Whisper to Me(123)



I’d known one thing, had worked out one thing, which was that a car turned in front of Julie and so must have come from a drive on the street, and it turned out that, yes, it had, it had come from the neighbors, where an uptight gym-bunny wife whose husband was in Dubai had been driving out to the store or the yoga class or whatever.

It was nothing.

And if I went into that house, I would find nothing.

I would just know where she died; I would have a stage for my worst imaginings, a stage with depth and width and heft and presence. A stage that would make the scenes on it more real.

I remember being asked if I wanted to see my mom when she was dead. In the funeral home, I mean. And I said yes, because I thought that was what I was supposed to say; I thought I was supposed to say good-bye; I thought my dad would be hurt if I didn’t.

But she was a waxwork doll; she was empty; she was nothing but skin and makeup that she wouldn’t have chosen herself; and I wish, wish, wish that I had never seen her like that. I wish I had said no.

Standing outside the house where Paris died, I took a deep breath.

Then I turned, and walked away.

I wasn’t going to go in there.

It was as I neared the next house on the street that I saw it.





A narrow gap ran down the side of the house. There was a rusting old bike propped there, between the wall of the house and a wooden fence; a couple of trash cans, one fallen over.

And beyond, in the gray pre-storm light, a sliver of a pier, just a narrow one it seemed like, visible through the thin opening. A rickety old thing, collapsing at the end into the ocean, green with seaweed.

I didn’t think; I just turned and headed down, past the side of the house, and then I was on a path that ran the length of the backyard. Similar paths came from the other houses and it seemed like at some point the pier must have served the row, a shared resource, for people to moor their boats.

Now, it teetered into the ocean drunkenly, on sea-slimed pillars, many of its boards broken like smashed teeth. I gazed at it. The water was high; coming up almost to the backyard. Above and around me and out over the ocean, merging with it, indistinguishable from it at the horizon, the sky was a boiling mass of darkness now, tinged with white. To the south, I could see rain slanting down on the water, turning it from smooth glassy expanses and waves to a lo-res pattern of gray dots—blurred; pixelated.

And there was the old pier, jutting out into the water like a gesture, like an invitation.

Paris died here.

It wasn’t the voice. It was a conviction, deep inside me. I could see her, being dragged down the backyard from the house, then along the pier, screaming maybe, or maybe unconscious. Feet trailing. Hands under her arms. Pulled like a slack puppet down the length of the wooden jetty, bump, bump, bump, her feet over the joints, to the end. Weighed down with rocks. With chains. I don’t know.

And pushed into the ocean.

My body was moving now with no control, no input from me, and I was out over the churning water before I really did any thinking at all, over the chop and swell of it, the inky darkness.

The planks were slippery. I walked carefully, gingerly, finding what purchase I could among the seaweed, slicked by the water, which was rising up in a spray all around me, a rain that came from below.

And then the rain came from above.

Just like that:

No warning, no boom of thunder, just one moment no rain and the next the skies opened like the jaws of those grabbers you see in movies at garbage heaps, dumping the contents of all those roiling clouds on the ocean, on the pier, on me.

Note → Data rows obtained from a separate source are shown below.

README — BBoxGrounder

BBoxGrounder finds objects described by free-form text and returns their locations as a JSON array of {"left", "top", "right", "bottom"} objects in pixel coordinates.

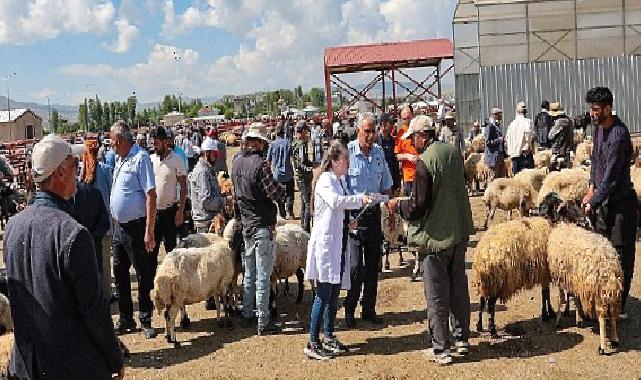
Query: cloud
[
  {"left": 31, "top": 88, "right": 58, "bottom": 99},
  {"left": 0, "top": 0, "right": 115, "bottom": 45},
  {"left": 59, "top": 63, "right": 114, "bottom": 77},
  {"left": 103, "top": 18, "right": 140, "bottom": 53}
]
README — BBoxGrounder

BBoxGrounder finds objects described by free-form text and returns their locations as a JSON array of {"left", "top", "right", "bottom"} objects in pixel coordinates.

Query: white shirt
[
  {"left": 305, "top": 172, "right": 363, "bottom": 284},
  {"left": 151, "top": 150, "right": 187, "bottom": 210},
  {"left": 505, "top": 115, "right": 532, "bottom": 157}
]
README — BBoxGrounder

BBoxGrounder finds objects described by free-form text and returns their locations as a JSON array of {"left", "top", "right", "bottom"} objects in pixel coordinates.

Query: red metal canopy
[{"left": 324, "top": 38, "right": 454, "bottom": 116}]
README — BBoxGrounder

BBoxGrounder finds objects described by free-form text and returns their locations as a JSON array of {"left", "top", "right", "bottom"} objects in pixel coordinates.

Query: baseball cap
[{"left": 31, "top": 134, "right": 72, "bottom": 183}]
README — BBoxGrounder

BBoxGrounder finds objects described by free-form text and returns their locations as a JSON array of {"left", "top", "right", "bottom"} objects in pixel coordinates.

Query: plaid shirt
[{"left": 259, "top": 160, "right": 286, "bottom": 202}]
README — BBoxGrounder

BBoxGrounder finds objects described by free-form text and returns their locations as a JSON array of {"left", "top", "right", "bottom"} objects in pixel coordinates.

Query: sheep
[
  {"left": 534, "top": 149, "right": 552, "bottom": 169},
  {"left": 271, "top": 224, "right": 309, "bottom": 307},
  {"left": 538, "top": 168, "right": 590, "bottom": 203},
  {"left": 151, "top": 238, "right": 236, "bottom": 346},
  {"left": 514, "top": 169, "right": 548, "bottom": 191},
  {"left": 548, "top": 222, "right": 623, "bottom": 355},
  {"left": 380, "top": 203, "right": 406, "bottom": 270},
  {"left": 574, "top": 141, "right": 593, "bottom": 167},
  {"left": 472, "top": 217, "right": 554, "bottom": 336},
  {"left": 483, "top": 178, "right": 537, "bottom": 229},
  {"left": 463, "top": 153, "right": 490, "bottom": 193}
]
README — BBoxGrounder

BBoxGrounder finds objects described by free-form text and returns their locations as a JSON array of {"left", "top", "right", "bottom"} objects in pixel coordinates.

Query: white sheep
[
  {"left": 472, "top": 217, "right": 554, "bottom": 336},
  {"left": 548, "top": 223, "right": 623, "bottom": 355},
  {"left": 380, "top": 203, "right": 407, "bottom": 270},
  {"left": 483, "top": 178, "right": 537, "bottom": 229},
  {"left": 151, "top": 238, "right": 237, "bottom": 344},
  {"left": 514, "top": 168, "right": 548, "bottom": 191},
  {"left": 271, "top": 224, "right": 309, "bottom": 303},
  {"left": 538, "top": 168, "right": 590, "bottom": 203}
]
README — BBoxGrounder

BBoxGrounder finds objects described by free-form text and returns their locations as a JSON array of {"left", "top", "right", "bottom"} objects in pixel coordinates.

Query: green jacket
[{"left": 407, "top": 142, "right": 474, "bottom": 254}]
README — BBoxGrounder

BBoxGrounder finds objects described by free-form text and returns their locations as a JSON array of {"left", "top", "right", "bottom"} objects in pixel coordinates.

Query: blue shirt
[
  {"left": 267, "top": 138, "right": 294, "bottom": 183},
  {"left": 347, "top": 140, "right": 394, "bottom": 194},
  {"left": 110, "top": 144, "right": 156, "bottom": 223}
]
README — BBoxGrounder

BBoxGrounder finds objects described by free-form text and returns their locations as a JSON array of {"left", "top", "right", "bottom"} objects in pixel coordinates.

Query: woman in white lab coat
[{"left": 305, "top": 140, "right": 370, "bottom": 360}]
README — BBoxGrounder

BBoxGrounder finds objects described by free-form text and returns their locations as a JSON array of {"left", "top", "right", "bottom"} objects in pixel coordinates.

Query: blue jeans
[
  {"left": 309, "top": 282, "right": 341, "bottom": 343},
  {"left": 243, "top": 228, "right": 274, "bottom": 329}
]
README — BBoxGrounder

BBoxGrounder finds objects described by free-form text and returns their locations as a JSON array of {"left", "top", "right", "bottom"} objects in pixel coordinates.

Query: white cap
[
  {"left": 401, "top": 115, "right": 434, "bottom": 139},
  {"left": 31, "top": 134, "right": 72, "bottom": 182},
  {"left": 200, "top": 137, "right": 218, "bottom": 152}
]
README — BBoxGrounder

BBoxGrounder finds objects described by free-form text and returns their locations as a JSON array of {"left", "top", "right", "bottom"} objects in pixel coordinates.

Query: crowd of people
[{"left": 4, "top": 88, "right": 637, "bottom": 378}]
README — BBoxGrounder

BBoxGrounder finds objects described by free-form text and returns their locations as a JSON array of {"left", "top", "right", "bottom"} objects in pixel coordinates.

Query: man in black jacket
[{"left": 4, "top": 135, "right": 124, "bottom": 379}]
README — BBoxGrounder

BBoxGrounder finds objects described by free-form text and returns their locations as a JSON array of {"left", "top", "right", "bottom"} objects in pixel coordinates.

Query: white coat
[{"left": 305, "top": 172, "right": 363, "bottom": 286}]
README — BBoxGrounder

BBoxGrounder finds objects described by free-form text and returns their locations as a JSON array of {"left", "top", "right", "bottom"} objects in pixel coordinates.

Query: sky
[{"left": 0, "top": 0, "right": 456, "bottom": 104}]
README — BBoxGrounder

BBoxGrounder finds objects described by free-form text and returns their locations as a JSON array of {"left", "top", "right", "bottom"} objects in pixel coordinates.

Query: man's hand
[
  {"left": 111, "top": 365, "right": 125, "bottom": 380},
  {"left": 145, "top": 231, "right": 156, "bottom": 253},
  {"left": 174, "top": 209, "right": 185, "bottom": 227}
]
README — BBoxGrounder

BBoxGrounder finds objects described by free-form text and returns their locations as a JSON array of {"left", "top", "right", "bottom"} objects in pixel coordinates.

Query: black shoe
[
  {"left": 361, "top": 312, "right": 383, "bottom": 325},
  {"left": 114, "top": 318, "right": 136, "bottom": 335},
  {"left": 205, "top": 297, "right": 216, "bottom": 310},
  {"left": 141, "top": 323, "right": 157, "bottom": 339},
  {"left": 322, "top": 337, "right": 349, "bottom": 354},
  {"left": 345, "top": 313, "right": 356, "bottom": 329},
  {"left": 258, "top": 320, "right": 278, "bottom": 336},
  {"left": 303, "top": 343, "right": 332, "bottom": 360}
]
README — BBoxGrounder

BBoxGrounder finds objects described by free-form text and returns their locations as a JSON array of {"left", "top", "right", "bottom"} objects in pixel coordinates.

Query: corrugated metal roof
[
  {"left": 0, "top": 108, "right": 27, "bottom": 123},
  {"left": 325, "top": 38, "right": 454, "bottom": 73}
]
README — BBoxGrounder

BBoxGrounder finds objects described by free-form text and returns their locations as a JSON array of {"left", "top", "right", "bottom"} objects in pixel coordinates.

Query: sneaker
[
  {"left": 455, "top": 341, "right": 470, "bottom": 356},
  {"left": 303, "top": 342, "right": 332, "bottom": 360},
  {"left": 114, "top": 318, "right": 136, "bottom": 335},
  {"left": 258, "top": 320, "right": 278, "bottom": 336},
  {"left": 425, "top": 348, "right": 454, "bottom": 366},
  {"left": 322, "top": 337, "right": 349, "bottom": 354}
]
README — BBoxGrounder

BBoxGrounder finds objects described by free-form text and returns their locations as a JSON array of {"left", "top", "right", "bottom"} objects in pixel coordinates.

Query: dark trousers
[
  {"left": 309, "top": 282, "right": 341, "bottom": 343},
  {"left": 278, "top": 179, "right": 294, "bottom": 219},
  {"left": 423, "top": 240, "right": 470, "bottom": 352},
  {"left": 512, "top": 153, "right": 534, "bottom": 175},
  {"left": 298, "top": 180, "right": 312, "bottom": 232},
  {"left": 344, "top": 207, "right": 383, "bottom": 315},
  {"left": 111, "top": 218, "right": 158, "bottom": 325},
  {"left": 154, "top": 205, "right": 178, "bottom": 257}
]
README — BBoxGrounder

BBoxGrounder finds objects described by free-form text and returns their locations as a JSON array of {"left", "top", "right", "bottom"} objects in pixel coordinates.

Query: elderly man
[
  {"left": 583, "top": 87, "right": 638, "bottom": 319},
  {"left": 345, "top": 116, "right": 394, "bottom": 328},
  {"left": 388, "top": 116, "right": 474, "bottom": 365},
  {"left": 3, "top": 135, "right": 124, "bottom": 379},
  {"left": 267, "top": 125, "right": 294, "bottom": 219},
  {"left": 483, "top": 108, "right": 505, "bottom": 182},
  {"left": 151, "top": 127, "right": 187, "bottom": 256},
  {"left": 110, "top": 121, "right": 158, "bottom": 339},
  {"left": 439, "top": 111, "right": 465, "bottom": 156},
  {"left": 394, "top": 105, "right": 418, "bottom": 194},
  {"left": 232, "top": 123, "right": 285, "bottom": 335},
  {"left": 189, "top": 137, "right": 231, "bottom": 233},
  {"left": 505, "top": 102, "right": 534, "bottom": 174}
]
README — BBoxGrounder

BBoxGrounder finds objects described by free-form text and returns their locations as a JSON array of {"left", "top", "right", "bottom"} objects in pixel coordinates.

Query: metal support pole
[
  {"left": 325, "top": 67, "right": 334, "bottom": 116},
  {"left": 392, "top": 66, "right": 398, "bottom": 115}
]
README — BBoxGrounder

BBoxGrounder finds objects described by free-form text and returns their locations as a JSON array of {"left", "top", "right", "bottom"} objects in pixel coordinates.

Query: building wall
[
  {"left": 480, "top": 56, "right": 641, "bottom": 132},
  {"left": 0, "top": 112, "right": 44, "bottom": 142}
]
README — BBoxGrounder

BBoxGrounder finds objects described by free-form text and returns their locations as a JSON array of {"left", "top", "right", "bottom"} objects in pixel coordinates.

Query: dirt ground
[
  {"left": 114, "top": 148, "right": 641, "bottom": 379},
  {"left": 5, "top": 145, "right": 641, "bottom": 379}
]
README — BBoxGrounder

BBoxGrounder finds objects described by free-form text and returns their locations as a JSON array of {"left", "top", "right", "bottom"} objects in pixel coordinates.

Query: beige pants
[{"left": 102, "top": 235, "right": 111, "bottom": 298}]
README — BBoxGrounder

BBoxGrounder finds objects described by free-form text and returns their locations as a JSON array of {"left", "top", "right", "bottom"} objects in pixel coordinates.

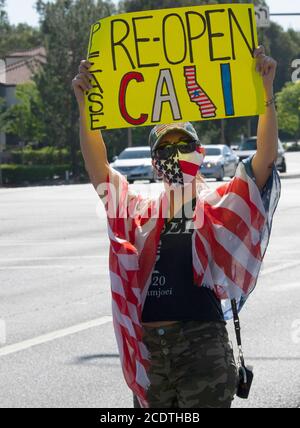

It was almost full dark, the sun gone; you would barely know it was day.

Instantly I was soaked to the skin. The rain was colossal, unbelievable, not single discrete points falling through the air but simply a wall of water, everywhere. Then there did come a flash, shocking white light, illuminating the world—I saw the pier in X-ray relief, the house to my right, a skeleton structure, pale in the darkness; even the grass behind me and the grains of the wood under my feet, the eyes, the whorls, all flooded with light, monochrome.

And—

Black again.

One,

Two,

Three,

Four—

Boom.

The thunder didn’t roll over me, like people say, it detonated around me, seeming to come from just outside my ears, punching me, shivering my foot on the slippery pier, making me lunge forward to keep my balance, shaking now with cold too, the water plastering the clothes to my skin.

“Well, this was a smart move,” said the voice.

I ignored it. I kept on moving, slowly, treading oh so carefully, the soles of my Converses sliding on the treacherous surface. The ocean boiled beneath me, frothing, leaping, as if excited to finally let go of everything it was pretending to be. As if letting out the predator within.

One plank.

Two planks.

Three planks.

I did it like that, three at a time, counting again and again.

FLASH.

The whole world lit up, full black and white, contrast whacked up to maximum, and then went black again, and three seconds later, the explosion of thunder shook my eardrums again.

I kept going.

One plank.

Two planks.

Three and then I was there. Waves were crashing into the woodwork below me now.

I was at the end of the pier, or at least the end of the walkable pier, because the rest was in the ocean, bare struts, the walkway that was held up by them long since fallen into the water and washed away.